NRZ, 15.2.03, von Rüdiger Hoff

Interview / Die von Jacques Tilly gestalteten Karnevalswagen sind mittlerweile bundesweit begehrt.

Das alte Straßenbahndepot an der Merowinger Straße präsentiert sich in den buntesten Farben. Die Karnevalisten pinseln, kleben und werkeln in der Wagenbauhalle. In rund zwei Wochen sollen 64 Motiv-Karossen beim "Zoch" an den Start gehen. Seit mehr als 10 Jahren ist Jacques Tilly Chef-Konstrukteur und künstlerischer Leiter des CC. Mit einem sechsköpfigen Team unterstützt er die Vereine und entwirft die Mottowagen. Mittlerweile sind die in Düsseldorf gestalteten Narrenvehikel sogar bundesweit begehrt, verriet Tilly im NRZ-Gespräch.

NRZ: Was hat sich beim Wagenbau in den vergangenen zehn Jahren geändert?

Tilly: Technisch sehr wenig, menschlich aber viel. Früher bestand eine recht große Distanz zwischen den Künstlern und den Vereinsmitgliedern. Jetzt ist die Atmosphäre viel entspannter und kollegialer, die Berührungsängste sind abgebaut. Alle arbeiten Hand in Hand.

NRZ: Einige Vereine klagen über finanzielle Probleme. Macht sich das bemerkbar?

Tilly: Ja, sie kaufen weniger hinzu, leisten mehr in Eigenarbeit. Viele haben unsere Workshops "Farben mischen" und "Bildhauern mit Maschendraht" besucht. Den meisten Hobbybastlern ist es gelungen, ein beachtliches Geschick zu entwickeln, was sich positiv auf die Qualität der Wagen auswirkt.

NRZ: Wie steht es mit Nachfragen aus anderen Städten?

Tilly: Die von unserem Team gestalteten Wagen mausern sich zum Export-Schlager. Für Krefeld haben wir den Prinzenwagen konstruiert, auch die Ratinger, Mönchengladbacher und Neusser Narren zählen zu unseren Kunden. Sogar für einen Berliner Umzug haben wir einen Wagen mit einem bombastischen Bären gebaut. Ein anderes Objekt ging nach Erfurt. Die Nachfrage wird immer größer. Nur die Kölner, die ursprünglich von uns einen Olympia-Wagen haben wollten, haben wegen der altbekannten Städtefreundschaft einen Rückzieher gemacht.

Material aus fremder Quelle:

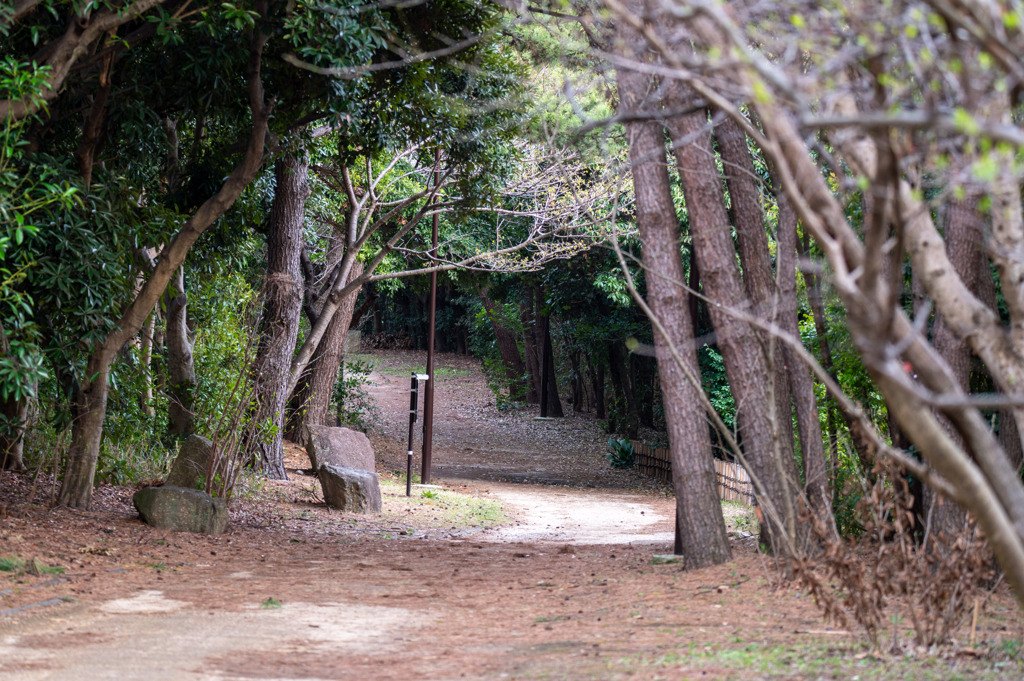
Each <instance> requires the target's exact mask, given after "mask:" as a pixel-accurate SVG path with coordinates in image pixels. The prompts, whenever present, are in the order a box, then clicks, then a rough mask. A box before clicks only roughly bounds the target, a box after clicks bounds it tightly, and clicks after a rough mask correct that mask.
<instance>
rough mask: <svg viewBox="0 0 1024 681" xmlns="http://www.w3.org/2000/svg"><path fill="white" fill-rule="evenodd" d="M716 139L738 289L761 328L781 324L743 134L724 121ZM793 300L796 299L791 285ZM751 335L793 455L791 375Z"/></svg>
mask: <svg viewBox="0 0 1024 681" xmlns="http://www.w3.org/2000/svg"><path fill="white" fill-rule="evenodd" d="M715 138H716V139H717V140H718V148H719V152H720V153H721V155H722V166H723V168H724V169H725V181H726V186H727V187H728V189H729V198H730V200H731V203H732V224H733V225H735V227H736V243H737V245H738V247H739V261H740V262H741V263H742V270H743V273H742V278H743V288H744V289H745V291H746V295H748V297H749V298H750V300H751V303H753V305H752V309H751V312H752V313H753V314H754V315H755V316H757V317H758V318H760V320H763V321H764V322H767V323H769V324H778V323H779V322H780V321H781V320H779V318H776V316H777V312H778V303H779V300H778V297H777V294H778V291H777V289H776V286H775V281H774V279H773V276H772V271H771V256H770V254H769V252H768V235H767V231H766V230H765V222H764V210H763V209H762V208H761V188H760V187H759V186H758V182H757V175H756V174H755V169H754V161H753V159H752V158H751V152H750V148H749V147H748V145H746V134H745V133H744V132H743V130H742V129H741V128H740V127H739V125H738V124H737V123H736V122H735V121H733V120H732V119H730V118H726V119H725V120H724V121H722V122H721V123H720V124H719V125H717V126H716V128H715ZM794 249H796V246H795V247H794ZM795 253H796V250H794V254H795ZM794 257H796V256H795V255H794ZM794 276H796V274H794ZM794 295H795V296H796V284H794ZM756 334H757V336H758V337H759V338H760V339H761V343H762V346H763V348H764V352H765V356H766V358H767V359H768V361H769V363H770V369H771V370H772V372H773V375H774V378H773V380H772V388H773V390H774V394H775V430H776V433H777V434H776V438H777V441H778V442H779V444H780V446H781V448H782V450H781V451H782V452H783V453H784V452H785V451H786V450H790V451H792V450H793V445H794V432H793V417H792V413H793V412H792V408H791V405H790V400H791V397H790V375H788V374H790V373H788V372H787V371H786V361H785V357H784V355H783V353H782V348H781V344H780V343H779V342H778V341H777V340H776V339H775V338H774V337H773V336H772V335H771V334H770V333H768V332H764V333H757V332H756Z"/></svg>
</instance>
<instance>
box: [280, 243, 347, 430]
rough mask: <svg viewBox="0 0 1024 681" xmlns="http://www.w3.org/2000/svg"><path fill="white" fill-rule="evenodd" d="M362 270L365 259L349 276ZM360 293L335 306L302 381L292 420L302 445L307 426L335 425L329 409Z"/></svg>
mask: <svg viewBox="0 0 1024 681" xmlns="http://www.w3.org/2000/svg"><path fill="white" fill-rule="evenodd" d="M361 274H362V263H361V262H356V263H355V264H354V265H353V266H352V269H351V271H350V273H349V276H350V278H351V279H352V280H354V279H356V278H358V276H360V275H361ZM357 296H358V291H353V292H352V293H350V294H348V297H347V298H346V299H345V300H343V301H342V303H341V305H340V306H339V307H338V309H337V310H335V313H334V318H332V320H331V324H330V325H329V326H328V328H327V331H326V332H325V333H324V338H322V339H321V342H319V344H318V345H317V346H316V350H315V351H314V352H313V356H312V359H310V361H309V367H308V369H307V372H308V380H307V381H303V382H301V383H300V384H299V387H298V389H297V390H296V395H295V397H296V401H297V403H299V405H301V406H302V407H301V408H300V409H299V411H298V413H297V414H296V418H295V419H294V420H293V423H294V425H293V427H292V429H291V430H290V432H289V435H290V436H291V438H292V439H293V440H294V441H295V442H297V443H299V444H301V445H302V446H306V445H307V444H308V443H309V441H308V438H307V435H308V430H307V426H311V425H318V426H333V425H335V424H336V422H337V418H336V417H335V415H334V414H331V413H330V412H331V398H332V395H333V394H334V385H335V383H337V381H338V370H339V369H340V368H341V363H342V360H343V359H344V356H345V342H346V341H347V340H348V329H349V325H350V323H351V320H352V314H353V313H354V311H355V299H356V297H357Z"/></svg>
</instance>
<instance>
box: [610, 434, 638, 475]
mask: <svg viewBox="0 0 1024 681" xmlns="http://www.w3.org/2000/svg"><path fill="white" fill-rule="evenodd" d="M608 446H609V448H610V452H608V453H607V454H606V455H604V456H605V457H607V459H608V463H610V464H611V467H612V468H632V467H633V464H635V463H636V454H635V453H634V451H633V442H631V441H630V440H629V439H627V438H625V437H621V438H618V439H616V438H614V437H609V438H608Z"/></svg>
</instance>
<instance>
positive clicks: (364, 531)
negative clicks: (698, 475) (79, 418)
mask: <svg viewBox="0 0 1024 681" xmlns="http://www.w3.org/2000/svg"><path fill="white" fill-rule="evenodd" d="M444 359H446V360H447V363H449V364H447V366H449V367H450V368H453V367H454V368H455V369H453V370H450V373H449V375H447V376H446V377H445V376H441V377H439V380H438V384H437V389H438V393H439V395H440V396H441V399H440V400H439V402H438V406H439V409H438V416H437V439H436V445H435V461H436V462H437V468H436V469H435V471H436V477H437V479H438V480H439V481H440V482H441V483H442V485H443V486H445V487H449V488H454V490H456V491H458V492H461V493H464V494H469V495H472V496H473V497H476V498H481V499H488V498H489V499H500V500H502V502H503V503H504V504H505V505H506V508H507V510H508V511H509V512H510V514H511V515H512V516H513V518H514V521H513V522H512V523H510V524H507V525H505V526H502V527H498V528H494V529H479V528H477V529H473V528H472V527H466V526H455V525H453V526H451V527H450V526H447V525H446V524H444V516H443V515H442V514H441V513H439V511H438V510H437V509H439V507H434V506H430V505H425V506H424V505H420V506H415V505H412V502H413V501H417V500H404V498H403V497H401V496H398V495H396V494H395V493H394V492H391V493H389V494H388V496H386V497H385V512H384V514H383V515H382V516H380V517H376V518H368V517H366V516H354V515H350V514H340V513H337V512H332V511H331V510H330V509H327V508H326V507H325V506H324V505H323V503H322V501H321V500H319V499H318V497H317V494H316V487H315V484H313V483H312V481H311V479H310V478H308V477H305V476H303V475H301V474H300V469H302V468H305V467H307V466H308V463H307V462H306V461H305V460H304V455H303V454H302V453H301V451H299V450H297V449H294V448H292V449H290V450H289V453H288V459H287V462H288V463H287V465H288V470H289V473H290V475H291V477H292V480H290V481H286V482H275V481H256V482H255V483H253V484H251V485H250V486H248V487H246V488H244V490H243V491H242V492H241V493H240V496H239V498H238V499H237V500H236V503H234V505H233V507H232V527H231V529H230V531H229V533H228V534H227V535H224V536H217V537H210V536H197V535H187V534H172V533H167V531H162V530H157V529H154V528H152V527H148V526H146V525H143V524H142V523H141V522H139V520H138V519H137V515H136V514H135V513H134V511H133V509H132V508H131V506H130V496H131V493H132V490H130V488H123V487H101V488H99V490H97V492H96V505H95V506H96V508H95V509H94V510H93V511H90V512H88V513H82V512H70V511H67V510H65V509H51V508H49V507H47V506H46V505H45V504H40V503H37V504H25V503H19V502H18V501H17V500H18V499H24V498H25V497H26V495H28V491H29V490H30V488H31V486H32V480H31V478H30V477H29V476H11V475H7V476H6V477H4V478H3V480H2V481H0V484H2V487H0V491H2V493H3V495H4V496H3V497H0V499H2V500H3V504H2V505H0V557H4V556H20V557H24V558H30V557H38V558H39V559H40V560H41V561H42V562H43V563H45V564H59V565H63V566H66V567H67V572H66V573H63V574H57V576H54V574H41V576H34V574H28V573H6V576H4V573H0V679H3V681H8V680H10V681H65V680H68V681H100V680H102V681H105V680H112V681H114V680H117V681H123V680H124V681H134V680H138V681H179V680H180V681H200V680H203V681H205V680H230V681H258V680H268V679H281V680H303V681H335V680H352V681H376V680H378V679H381V680H385V679H402V680H406V679H424V680H428V681H435V680H453V681H454V680H461V679H478V680H481V681H504V680H507V679H549V680H551V679H560V680H572V681H575V680H578V679H593V680H605V679H608V680H621V679H650V680H654V679H672V680H675V679H701V680H703V679H718V680H722V681H725V680H736V681H753V680H754V679H775V680H780V679H793V680H794V681H796V680H797V679H802V680H804V681H806V680H807V679H818V678H820V679H837V680H838V679H849V678H852V677H855V676H857V677H859V678H865V679H866V678H872V679H896V678H906V675H902V674H901V673H900V672H898V671H897V672H896V675H888V672H887V669H888V668H887V662H886V661H885V659H884V658H874V657H872V656H866V657H865V656H864V652H863V648H861V647H860V646H859V645H858V644H857V643H856V642H855V640H853V639H851V637H850V634H849V633H848V632H844V631H837V630H833V629H829V628H828V627H826V626H825V625H824V624H823V623H822V622H821V619H820V615H819V613H818V612H817V610H816V608H815V607H814V606H813V604H812V603H811V601H810V599H809V598H807V597H806V595H805V594H802V593H801V592H800V591H799V589H795V588H793V587H792V586H788V587H787V586H786V585H784V584H782V583H781V582H780V581H779V580H778V576H777V573H775V572H774V570H772V569H771V566H770V564H768V563H767V562H766V560H765V558H764V557H763V556H760V555H759V554H758V553H756V551H755V550H754V549H753V547H751V546H750V544H749V543H743V542H739V543H735V544H734V547H733V551H734V560H733V561H732V562H730V563H727V564H725V565H721V566H718V567H714V568H708V569H701V570H690V571H685V570H683V569H682V566H681V565H680V564H672V563H669V564H659V563H656V562H652V560H651V557H652V555H653V554H654V553H663V552H665V551H667V550H668V547H669V542H670V541H671V531H670V530H671V517H672V509H673V502H672V500H671V499H670V498H668V497H667V496H666V495H665V492H664V491H662V490H658V488H656V487H654V486H652V485H650V484H648V483H646V482H645V481H644V480H642V479H640V478H637V477H636V476H635V475H633V474H632V473H630V472H623V471H612V470H611V469H609V468H608V467H607V466H606V464H605V462H604V461H603V458H602V454H603V441H604V439H605V438H604V436H603V435H602V434H601V433H600V430H599V429H598V428H597V426H596V424H594V423H593V422H591V421H589V420H587V419H582V418H573V417H570V418H567V419H564V420H562V421H557V422H535V421H532V420H531V419H530V418H529V416H528V415H525V414H521V413H520V414H516V413H500V412H498V411H497V410H495V409H494V406H493V403H490V397H489V394H488V393H487V392H486V391H485V389H482V388H483V385H482V378H481V377H480V376H479V373H478V371H477V370H475V368H474V366H473V365H472V363H469V361H467V360H465V359H464V358H458V357H447V358H444ZM411 361H412V357H409V356H403V355H400V354H389V355H387V356H385V357H383V358H382V359H381V365H380V371H379V372H378V375H379V376H380V377H381V378H383V379H387V380H381V381H379V383H378V385H377V386H376V387H375V388H374V391H375V394H376V395H377V396H378V398H379V402H380V403H381V408H380V415H381V419H380V424H379V430H378V432H375V433H374V434H373V436H372V439H373V440H374V442H375V446H376V448H377V452H378V470H379V471H380V472H381V474H382V477H383V478H385V479H387V478H389V477H391V478H393V476H392V475H391V474H390V473H389V471H395V470H402V469H403V468H404V462H406V446H404V430H403V426H404V424H406V421H404V420H403V419H402V418H401V417H402V416H403V414H404V413H406V412H404V410H406V409H408V407H407V406H408V401H404V402H403V401H402V398H403V397H404V399H407V400H408V392H404V391H403V390H401V389H400V388H398V387H396V386H397V385H398V384H399V382H401V381H402V378H401V377H402V374H403V373H404V371H406V370H407V369H408V368H407V367H406V366H404V365H406V364H410V363H411ZM460 363H463V364H462V365H460ZM404 376H406V377H407V378H406V380H404V383H406V385H408V373H404ZM392 384H393V385H394V386H395V387H389V386H390V385H392ZM530 476H532V477H530ZM527 479H528V480H530V482H529V483H526V482H525V481H524V480H527ZM394 486H396V485H392V488H393V487H394ZM42 492H43V495H44V498H45V496H46V495H48V494H49V492H48V491H47V490H45V488H44V490H43V491H42ZM420 501H424V502H430V500H425V499H421V500H420ZM431 503H432V502H431ZM434 512H437V513H438V517H440V520H438V517H432V516H431V513H434ZM1019 626H1020V625H1019V620H1018V619H1016V609H1014V605H1013V602H1012V600H1011V599H1009V598H1008V597H1006V595H1005V594H1001V595H998V596H997V597H996V598H994V599H993V600H992V601H991V602H990V603H989V604H988V605H987V606H986V612H985V615H984V616H983V619H982V623H981V631H982V632H989V633H987V634H986V633H983V634H982V635H983V636H989V637H995V636H998V632H999V631H1008V630H1010V629H1012V628H1014V627H1019ZM1014 631H1016V630H1014ZM993 640H996V639H994V638H993ZM791 651H792V652H791ZM810 663H814V664H813V665H812V666H810V667H809V666H808V665H809V664H810ZM965 664H967V665H973V667H969V668H967V669H965V668H964V665H965ZM928 673H929V674H931V675H932V676H930V677H929V678H949V677H951V676H957V677H958V678H972V679H985V680H986V681H988V680H992V681H994V679H1001V678H1021V677H1022V676H1024V667H1022V666H1021V665H1019V664H1018V665H1015V666H1013V667H1011V668H1005V669H1000V670H999V671H998V672H997V673H996V674H995V675H993V674H992V673H990V670H989V669H988V667H986V666H985V665H984V663H983V662H979V661H974V659H973V658H972V659H968V661H966V662H965V661H961V659H956V658H952V659H950V661H948V662H942V663H941V664H940V665H939V666H938V667H934V668H929V670H928ZM1005 673H1007V674H1011V676H1006V675H1005ZM909 678H912V677H909Z"/></svg>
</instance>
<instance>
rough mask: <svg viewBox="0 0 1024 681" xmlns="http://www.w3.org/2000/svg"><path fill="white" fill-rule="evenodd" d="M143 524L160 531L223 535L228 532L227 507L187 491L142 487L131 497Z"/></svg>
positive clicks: (225, 505)
mask: <svg viewBox="0 0 1024 681" xmlns="http://www.w3.org/2000/svg"><path fill="white" fill-rule="evenodd" d="M132 503H133V504H135V508H136V509H137V510H138V514H139V516H140V517H141V518H142V521H143V522H145V523H146V524H148V525H152V526H154V527H158V528H160V529H172V530H174V531H185V533H203V534H206V535H222V534H224V533H225V531H227V523H228V516H227V504H225V503H224V500H223V499H214V498H212V497H211V496H210V495H208V494H206V493H205V492H201V491H199V490H189V488H186V487H172V486H168V485H166V484H165V485H164V486H161V487H142V488H141V490H139V491H138V492H136V493H135V496H134V497H132Z"/></svg>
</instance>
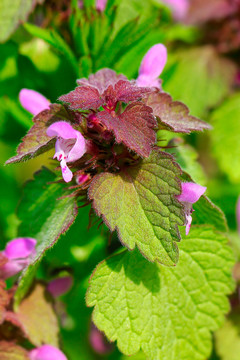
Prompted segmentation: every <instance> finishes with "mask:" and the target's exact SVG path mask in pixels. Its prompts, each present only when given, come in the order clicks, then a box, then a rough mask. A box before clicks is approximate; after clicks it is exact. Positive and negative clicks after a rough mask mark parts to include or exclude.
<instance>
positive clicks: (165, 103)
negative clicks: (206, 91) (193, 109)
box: [146, 91, 211, 134]
mask: <svg viewBox="0 0 240 360" xmlns="http://www.w3.org/2000/svg"><path fill="white" fill-rule="evenodd" d="M146 104H147V105H148V106H150V107H151V108H152V109H153V114H154V115H155V116H157V117H158V127H159V130H161V129H164V130H165V129H167V130H170V131H174V132H179V133H187V134H188V133H190V132H191V131H203V130H205V129H211V126H210V125H209V124H207V123H205V122H204V121H202V120H200V119H198V118H196V117H194V116H191V115H190V114H189V109H188V108H187V106H186V105H184V104H183V103H181V102H180V101H173V100H172V98H171V96H170V95H169V94H167V93H164V92H160V91H159V92H154V93H153V94H151V95H150V96H149V97H148V98H147V100H146Z"/></svg>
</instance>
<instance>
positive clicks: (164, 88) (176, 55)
mask: <svg viewBox="0 0 240 360" xmlns="http://www.w3.org/2000/svg"><path fill="white" fill-rule="evenodd" d="M170 64H171V59H170V62H169V64H168V65H170ZM226 68H227V69H228V71H225V69H226ZM165 74H166V75H165V77H164V82H163V89H164V90H165V91H167V92H170V94H171V95H172V96H173V98H174V100H180V101H183V102H184V103H185V104H186V105H187V106H188V107H189V109H190V112H191V113H192V114H194V115H196V116H200V117H203V116H205V115H206V111H207V110H208V109H209V108H211V107H213V106H215V105H217V104H218V103H219V102H220V101H221V100H223V99H224V97H226V96H227V95H228V93H229V92H230V88H231V85H232V84H233V82H234V77H235V65H234V64H233V63H232V62H231V61H230V60H228V59H225V58H221V57H219V55H218V54H217V53H216V51H215V50H214V48H213V47H211V46H205V47H199V48H192V49H191V50H188V51H187V50H185V51H181V52H179V53H177V54H175V55H174V56H173V59H172V64H171V66H170V68H169V73H168V71H167V72H165ZM170 74H171V75H170Z"/></svg>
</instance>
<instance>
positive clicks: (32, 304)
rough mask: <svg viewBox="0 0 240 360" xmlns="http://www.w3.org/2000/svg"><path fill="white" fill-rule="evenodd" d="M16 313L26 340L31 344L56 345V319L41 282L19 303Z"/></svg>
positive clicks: (56, 320)
mask: <svg viewBox="0 0 240 360" xmlns="http://www.w3.org/2000/svg"><path fill="white" fill-rule="evenodd" d="M16 314H17V317H18V319H19V321H20V322H21V324H22V327H23V329H24V332H25V334H26V336H27V338H28V340H29V341H30V342H31V343H32V344H33V345H35V346H41V345H42V344H49V345H52V346H56V347H58V345H59V339H58V335H59V328H58V319H57V316H56V314H55V312H54V310H53V303H52V301H51V299H50V296H49V294H48V293H47V292H46V289H45V286H44V285H43V284H40V283H37V284H35V286H34V288H33V289H32V290H31V292H30V294H28V295H27V297H26V298H24V299H23V301H22V302H21V304H20V305H19V307H18V309H17V311H16ZM39 321H40V322H41V326H39Z"/></svg>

NRZ: Sehen auch Sie es als kritisch an, dass sogenannte Sponsorenwagen von Firmen am Rosenmontagszug teilnehmen?

Tilly: Nicht, wenn sich die Anzahl im Rahmen hält, was bei uns der Fall ist. Die Wagen sind meist aufwändig gestaltet, eine echte Augenweide - und spülen Geld in die Kassen. Außerdem achtet das CC streng darauf, dass es hauptsächlich Karnevals- und keine Werbewagen sind.

NRZ: Selbst wenn es zum Irak-Krieg kommen sollte, will das CC durchfeiern und den Zug keinesfalls absagen. Das quittieren viele nur mit Kopfschütteln. Was ist Ihre Einstellung?

Tilly: Das CC hat so entschieden, ich stehe dahinter. Auch für die zwölf Mottowagen wäre ein Krieg meiner Ansicht nach kein Tabu-Thema. Wir würden aber verantwortungsvoll damit umgehen. Es gibt Grenzen. Welche anderen Themen wir aufgreifen, darf ich nicht verraten. Aber wir haben noch keinen einzigen Mottowagen gebaut. Unser Team ist sehr flexibel, wir können binnen 24 Stunden eine komplette Karosse samt Motiv herstellen.

NRZ: Was halten Sie davon, dass die Mottowagen seit einigen Jahren bis Rosenmontag unter Verschluß gehalten werden? Tilly: Das erhöht den Aha-Effekt und erspart uns leidige Diskussionen.

NRZ: Aber würden die nicht gerade den Karneval spannend und modern machen? Tilly: Solch eine Ansicht ist nachvollziehbar. Vielleicht wird diese Regelung ja in einigen Jahren wieder rückgängig gemacht. Oder man kommt zu einem Kompromiss, daß ein Teil der Wagen vorab gezeigt wird.

NRZ: Was gefällt Ihnen persönlich am Karneval am besten, was weniger?

Tilly: Jecke Sitzungen mit ihren ritualisierten Abläufen finde ich eher langweilig. Ganz anders ist das beim Rosenmontagszug. Daß verkleidete Menschen durch die Stadt laufen und mit Kamelle um sich werfen, ist im Grunde völlig sinnlos. Viele Leute in Norddeutschland können das überhaupt nicht verstehen. Auf mich aber übt das eine wunderbare Faszination aus.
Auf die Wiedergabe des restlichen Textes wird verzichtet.